AVX / AVX2 programming instructions
HTTPS: // zhuanlan.zhihu.com/p/94649418 feel good talking about it I just did not understand the difference between AVX2 and AVX512
In doing recently accelerated encryption algorithm, because there are a large number of C-based matrix operations, optimizing the need to use AVX instruction. This article describes the system is not just an ordinary entry notes, primarily as a function of the content description (documentation localization). Please indicate the source, or I'll curse you draw circles only come later write the code writing bug> _ <.

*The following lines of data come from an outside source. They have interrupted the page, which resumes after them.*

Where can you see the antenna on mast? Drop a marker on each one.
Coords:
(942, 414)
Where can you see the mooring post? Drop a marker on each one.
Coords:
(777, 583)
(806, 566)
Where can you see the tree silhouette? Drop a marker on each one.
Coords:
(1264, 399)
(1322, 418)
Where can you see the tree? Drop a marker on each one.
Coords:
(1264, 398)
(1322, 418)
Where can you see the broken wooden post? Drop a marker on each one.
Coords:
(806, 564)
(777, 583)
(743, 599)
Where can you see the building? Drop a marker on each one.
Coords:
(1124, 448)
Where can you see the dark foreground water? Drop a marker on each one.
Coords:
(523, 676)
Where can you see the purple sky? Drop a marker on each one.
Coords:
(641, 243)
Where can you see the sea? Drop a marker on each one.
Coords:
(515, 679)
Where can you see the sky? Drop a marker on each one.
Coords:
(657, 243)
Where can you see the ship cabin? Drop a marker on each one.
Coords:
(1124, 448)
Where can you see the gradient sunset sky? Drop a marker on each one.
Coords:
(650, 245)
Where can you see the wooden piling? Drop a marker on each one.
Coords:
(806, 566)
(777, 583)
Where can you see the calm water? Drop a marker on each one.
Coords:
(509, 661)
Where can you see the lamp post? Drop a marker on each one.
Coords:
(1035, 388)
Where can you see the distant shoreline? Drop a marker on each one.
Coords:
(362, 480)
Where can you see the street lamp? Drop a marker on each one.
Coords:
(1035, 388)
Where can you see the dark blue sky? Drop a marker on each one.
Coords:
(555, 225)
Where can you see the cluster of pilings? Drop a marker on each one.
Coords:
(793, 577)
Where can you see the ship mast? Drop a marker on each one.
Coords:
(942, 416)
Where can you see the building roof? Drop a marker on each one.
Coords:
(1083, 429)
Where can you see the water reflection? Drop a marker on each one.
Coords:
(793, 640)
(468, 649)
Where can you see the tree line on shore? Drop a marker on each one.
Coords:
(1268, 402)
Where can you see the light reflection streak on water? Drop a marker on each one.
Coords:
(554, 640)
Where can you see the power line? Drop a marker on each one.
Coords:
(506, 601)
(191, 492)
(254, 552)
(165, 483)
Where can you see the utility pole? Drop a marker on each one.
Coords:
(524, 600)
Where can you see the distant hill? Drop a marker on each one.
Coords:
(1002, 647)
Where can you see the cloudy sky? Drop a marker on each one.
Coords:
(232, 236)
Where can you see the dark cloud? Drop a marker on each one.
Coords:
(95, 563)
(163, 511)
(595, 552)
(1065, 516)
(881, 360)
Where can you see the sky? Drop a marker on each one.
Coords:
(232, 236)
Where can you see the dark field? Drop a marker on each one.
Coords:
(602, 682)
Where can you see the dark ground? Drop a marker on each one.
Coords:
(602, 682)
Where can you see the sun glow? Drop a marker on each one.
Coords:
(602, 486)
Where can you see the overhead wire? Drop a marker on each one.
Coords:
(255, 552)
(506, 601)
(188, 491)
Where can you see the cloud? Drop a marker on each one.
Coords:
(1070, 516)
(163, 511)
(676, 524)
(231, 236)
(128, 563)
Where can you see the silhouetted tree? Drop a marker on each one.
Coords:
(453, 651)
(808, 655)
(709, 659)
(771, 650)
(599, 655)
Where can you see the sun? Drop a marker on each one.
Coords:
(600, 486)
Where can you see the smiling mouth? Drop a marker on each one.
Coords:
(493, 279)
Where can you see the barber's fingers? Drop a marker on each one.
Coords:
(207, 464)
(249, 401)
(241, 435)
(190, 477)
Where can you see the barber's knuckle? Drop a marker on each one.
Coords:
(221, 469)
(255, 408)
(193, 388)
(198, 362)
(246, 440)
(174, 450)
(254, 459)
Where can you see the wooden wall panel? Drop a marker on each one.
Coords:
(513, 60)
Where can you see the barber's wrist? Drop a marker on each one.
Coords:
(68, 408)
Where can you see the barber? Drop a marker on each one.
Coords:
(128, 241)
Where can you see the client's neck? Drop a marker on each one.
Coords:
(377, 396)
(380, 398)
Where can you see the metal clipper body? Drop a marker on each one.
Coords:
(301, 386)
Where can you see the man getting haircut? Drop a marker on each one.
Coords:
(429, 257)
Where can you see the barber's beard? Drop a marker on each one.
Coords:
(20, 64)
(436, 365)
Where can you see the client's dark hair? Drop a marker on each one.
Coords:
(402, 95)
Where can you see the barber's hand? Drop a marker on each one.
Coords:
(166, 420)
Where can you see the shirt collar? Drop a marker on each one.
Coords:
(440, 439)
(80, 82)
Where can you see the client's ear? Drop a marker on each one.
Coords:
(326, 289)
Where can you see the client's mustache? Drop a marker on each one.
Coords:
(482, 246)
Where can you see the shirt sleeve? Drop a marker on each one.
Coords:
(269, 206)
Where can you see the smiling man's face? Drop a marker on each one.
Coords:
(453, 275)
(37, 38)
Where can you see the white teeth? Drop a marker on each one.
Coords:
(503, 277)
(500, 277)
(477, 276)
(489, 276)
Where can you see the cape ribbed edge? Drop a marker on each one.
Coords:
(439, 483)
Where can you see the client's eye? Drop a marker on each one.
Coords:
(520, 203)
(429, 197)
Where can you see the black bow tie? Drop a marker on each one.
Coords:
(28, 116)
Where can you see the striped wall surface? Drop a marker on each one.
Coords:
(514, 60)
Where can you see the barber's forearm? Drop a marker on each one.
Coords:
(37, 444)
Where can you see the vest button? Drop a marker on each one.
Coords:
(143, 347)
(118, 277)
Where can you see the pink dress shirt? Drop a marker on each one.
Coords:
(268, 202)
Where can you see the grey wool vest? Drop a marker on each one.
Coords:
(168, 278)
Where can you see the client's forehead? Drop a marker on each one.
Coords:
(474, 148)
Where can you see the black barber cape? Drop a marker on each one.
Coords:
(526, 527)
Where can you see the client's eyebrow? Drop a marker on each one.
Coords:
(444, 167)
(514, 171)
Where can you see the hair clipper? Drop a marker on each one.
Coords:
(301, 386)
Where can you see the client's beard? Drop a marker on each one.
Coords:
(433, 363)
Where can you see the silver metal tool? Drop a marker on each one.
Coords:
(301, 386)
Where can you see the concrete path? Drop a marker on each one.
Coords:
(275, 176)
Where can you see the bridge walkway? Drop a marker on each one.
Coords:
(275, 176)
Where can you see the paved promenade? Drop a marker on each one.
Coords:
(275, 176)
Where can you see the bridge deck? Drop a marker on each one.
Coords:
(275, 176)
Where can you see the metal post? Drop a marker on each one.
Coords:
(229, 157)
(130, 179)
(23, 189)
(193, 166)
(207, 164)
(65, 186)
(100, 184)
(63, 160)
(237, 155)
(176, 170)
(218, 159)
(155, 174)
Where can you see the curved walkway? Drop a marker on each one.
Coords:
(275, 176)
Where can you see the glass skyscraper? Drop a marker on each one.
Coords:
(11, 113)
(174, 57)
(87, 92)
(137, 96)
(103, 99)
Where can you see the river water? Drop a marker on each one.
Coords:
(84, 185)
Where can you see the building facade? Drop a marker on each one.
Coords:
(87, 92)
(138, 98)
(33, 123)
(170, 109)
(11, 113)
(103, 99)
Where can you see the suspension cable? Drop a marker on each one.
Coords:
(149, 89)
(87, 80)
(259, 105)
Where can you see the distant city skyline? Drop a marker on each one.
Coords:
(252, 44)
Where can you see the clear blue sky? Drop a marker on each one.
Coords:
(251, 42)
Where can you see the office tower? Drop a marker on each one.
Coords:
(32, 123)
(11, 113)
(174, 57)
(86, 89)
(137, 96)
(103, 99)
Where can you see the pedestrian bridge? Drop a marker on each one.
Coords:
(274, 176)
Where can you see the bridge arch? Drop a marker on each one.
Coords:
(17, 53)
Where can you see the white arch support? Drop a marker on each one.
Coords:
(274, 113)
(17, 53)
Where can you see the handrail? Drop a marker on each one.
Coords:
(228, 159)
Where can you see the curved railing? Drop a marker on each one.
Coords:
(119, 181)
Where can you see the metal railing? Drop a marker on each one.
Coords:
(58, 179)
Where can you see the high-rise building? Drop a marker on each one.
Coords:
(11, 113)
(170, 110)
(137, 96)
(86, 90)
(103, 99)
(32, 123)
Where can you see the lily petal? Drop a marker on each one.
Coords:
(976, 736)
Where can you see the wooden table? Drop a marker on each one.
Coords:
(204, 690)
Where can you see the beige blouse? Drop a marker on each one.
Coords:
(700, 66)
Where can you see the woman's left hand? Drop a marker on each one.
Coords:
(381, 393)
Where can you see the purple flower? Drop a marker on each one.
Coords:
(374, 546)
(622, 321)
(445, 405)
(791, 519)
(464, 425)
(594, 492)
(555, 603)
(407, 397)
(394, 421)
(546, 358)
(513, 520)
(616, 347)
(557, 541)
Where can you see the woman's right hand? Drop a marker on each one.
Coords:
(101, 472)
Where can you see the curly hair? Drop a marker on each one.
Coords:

Before reading need to know:
- Basic C language
- Understand what SIMD
Official data (can see, then do not watch any crap I wrote a):
Method on all instructions SSE, AVX, AVX2, AVX512 and other intel in can be found here:
PDF version:
19.0U1_CPP_Compiler_DGR_0.pdfOnline version (available screening):
Intrinsics GuideA taste of SIMD / small scale chopper - using the SIMD Programming:
Source: https: //software.intel.com/en-us/articles/introduction-to-intel-advanced-vector-extensionsUnused SIMD:
vectorAdd(const float* a, const float* b, const float* c){ for(int i=0; i<8; i++) { c[i] = a[i] + b[i]; //一条代码仅能操作2个单个值进行运算 } //需要重复循环操作才能运算完整个数组间的加法 }
Use AVX:
__m256 vectorAdd(__m256 a, __m256 b, __m256 c) {
return _mm256_add_ps(a,b); //一个方法可以同时操作整个数组进行运算 - 一步到位
}
AVX common data types
When processing avx vector (array), preferably in each bit to see the number of units.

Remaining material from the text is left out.